A recent study in Norway found that getting a good night’s sleep plays a key role in determining how bad your pain levels are doing the day.  Those who had trouble sleeping at least once a week had a 52% lower pain tolerance. The study, which was published in the journal PAIN,  is the first to link insomnia and impaired sleep to reduced pain tolerance in a large, general population sample.  

A previous study in Norway found that women who have trouble sleeping are at greater risk of developing fibromyalgia.

Fatigue Often Stops RA Patients from Working

By Pat Anson, Editor

Fatigue and pain are the top reasons rheumatoid arthritis (RA) patients in the U.S. stop working, according to a new survey that found only about a third of RA patients are still employed full-time.

The “RA in America” survey of over 3,500 patients was conducted online by Health Union, a healthcare research and marketing company. It found that RA had a severe impact on patients’ quality of life, employment, and ability to afford treatment.

RA is a chronic and disabling autoimmune disease that causes pain and stiffness in joints. It affects about 1.3 million Americans and about one percent of the global population.

Ninety-four percent of respondents said they cannot do as much as they were able before acquiring the disease. Only 37% said they were still working full time.

Although fatigue is often overlooked as a symptom of RA, it had the greatest impact on the respondents’ ability to work – with 92% reporting they were tired while on the job. Pain, physical limitations, and a lack of understanding by colleagues also presented challenges.

“My biggest complaint is fatigue,” wrote one poster on a Health Union Facebook page.  “I am an invalid due to RA. I am in bed 24/7, I can't even sit up. I sleep a lot, not much else to do, but no matter how much I sleep, when I wake I'm exhausted. It's so crazy. I can sleep for 20 hours, and I'm exhausted the minute I open my eyes.”

“I was forced from my job because of exhaustion,” wrote another woman. “The meds contributed to the sleepiness, so I am careful about which I take. (I have) developed Lupus, OA and several related syndrome in addition to the RA.”

Many people who were surveyed said they were diagnosed with other conditions, including depression and anxiety (39%), high blood pressure (33%), fibromyalgia (32%) and migraine (25%).

Survey respondents also reported they needed help with daily activities, such as cleaning (75%) and other household chores (52%). Over a third (41%) needed assistance from a caregiver, which was typically a spouse, to help manage their RA.

"Many people do not know rheumatoid arthritis is a progressive, autoimmune disease and not the result of aging and wear on the body, like osteoarthritis the most common form of arthritis," said Andrew Lumpe, PhD, an RA patient. "Treatment can help slow the damage, but rheumatoid arthritis frequently alters the lives of both patients and their families."

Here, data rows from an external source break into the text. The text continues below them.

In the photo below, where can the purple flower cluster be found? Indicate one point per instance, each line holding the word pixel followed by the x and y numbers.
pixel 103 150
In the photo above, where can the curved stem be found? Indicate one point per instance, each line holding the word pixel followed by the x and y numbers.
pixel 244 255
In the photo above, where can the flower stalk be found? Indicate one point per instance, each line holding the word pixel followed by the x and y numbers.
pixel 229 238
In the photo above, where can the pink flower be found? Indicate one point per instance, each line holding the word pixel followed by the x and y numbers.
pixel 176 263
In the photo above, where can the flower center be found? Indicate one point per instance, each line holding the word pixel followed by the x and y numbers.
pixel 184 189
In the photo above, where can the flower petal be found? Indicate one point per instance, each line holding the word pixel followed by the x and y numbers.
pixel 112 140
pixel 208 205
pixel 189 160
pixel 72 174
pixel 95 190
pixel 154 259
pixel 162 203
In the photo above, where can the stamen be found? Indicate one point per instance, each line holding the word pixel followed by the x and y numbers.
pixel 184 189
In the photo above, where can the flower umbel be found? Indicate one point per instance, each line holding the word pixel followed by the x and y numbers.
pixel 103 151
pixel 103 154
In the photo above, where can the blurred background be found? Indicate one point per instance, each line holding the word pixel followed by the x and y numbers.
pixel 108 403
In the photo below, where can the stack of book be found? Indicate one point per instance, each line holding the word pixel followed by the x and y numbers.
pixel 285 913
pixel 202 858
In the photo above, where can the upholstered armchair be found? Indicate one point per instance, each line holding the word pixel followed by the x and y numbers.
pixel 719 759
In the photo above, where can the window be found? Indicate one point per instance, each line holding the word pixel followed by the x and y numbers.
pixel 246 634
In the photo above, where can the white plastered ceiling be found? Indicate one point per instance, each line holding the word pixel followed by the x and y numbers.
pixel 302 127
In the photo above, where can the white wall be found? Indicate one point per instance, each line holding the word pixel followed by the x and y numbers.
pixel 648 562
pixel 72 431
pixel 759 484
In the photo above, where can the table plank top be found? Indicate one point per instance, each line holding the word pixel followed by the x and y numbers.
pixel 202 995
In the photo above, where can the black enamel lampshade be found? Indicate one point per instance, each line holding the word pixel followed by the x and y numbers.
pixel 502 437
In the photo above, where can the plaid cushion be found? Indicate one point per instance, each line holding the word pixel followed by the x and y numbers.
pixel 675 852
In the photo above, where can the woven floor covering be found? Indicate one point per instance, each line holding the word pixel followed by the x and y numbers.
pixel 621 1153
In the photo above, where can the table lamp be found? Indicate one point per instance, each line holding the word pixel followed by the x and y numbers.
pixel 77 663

The survey found some good news to report. Over a third (34%) of respondents said their RA had gone into remission at some point, usually for less than a year. Nearly three-fourths (74%) said the remission occurred after they began taking medication.

About half the survey respondents reported satisfaction with their treatments and only 21% were dissatisfied. Those on biologics, a newer and more expensive medication that can cost over $20,000 a year, had a slightly higher satisfaction rate. Over a third of respondents (38%) have avoided medications because of cost.

"The affordability of effective rheumatoid arthritis treatments is a serious concern," said Mariah Leach, an RA patient. "When you consider the burden this disease places on patients in terms of quality of life and employment, it is clear that supporting these individuals with treatment options can yield many benefits."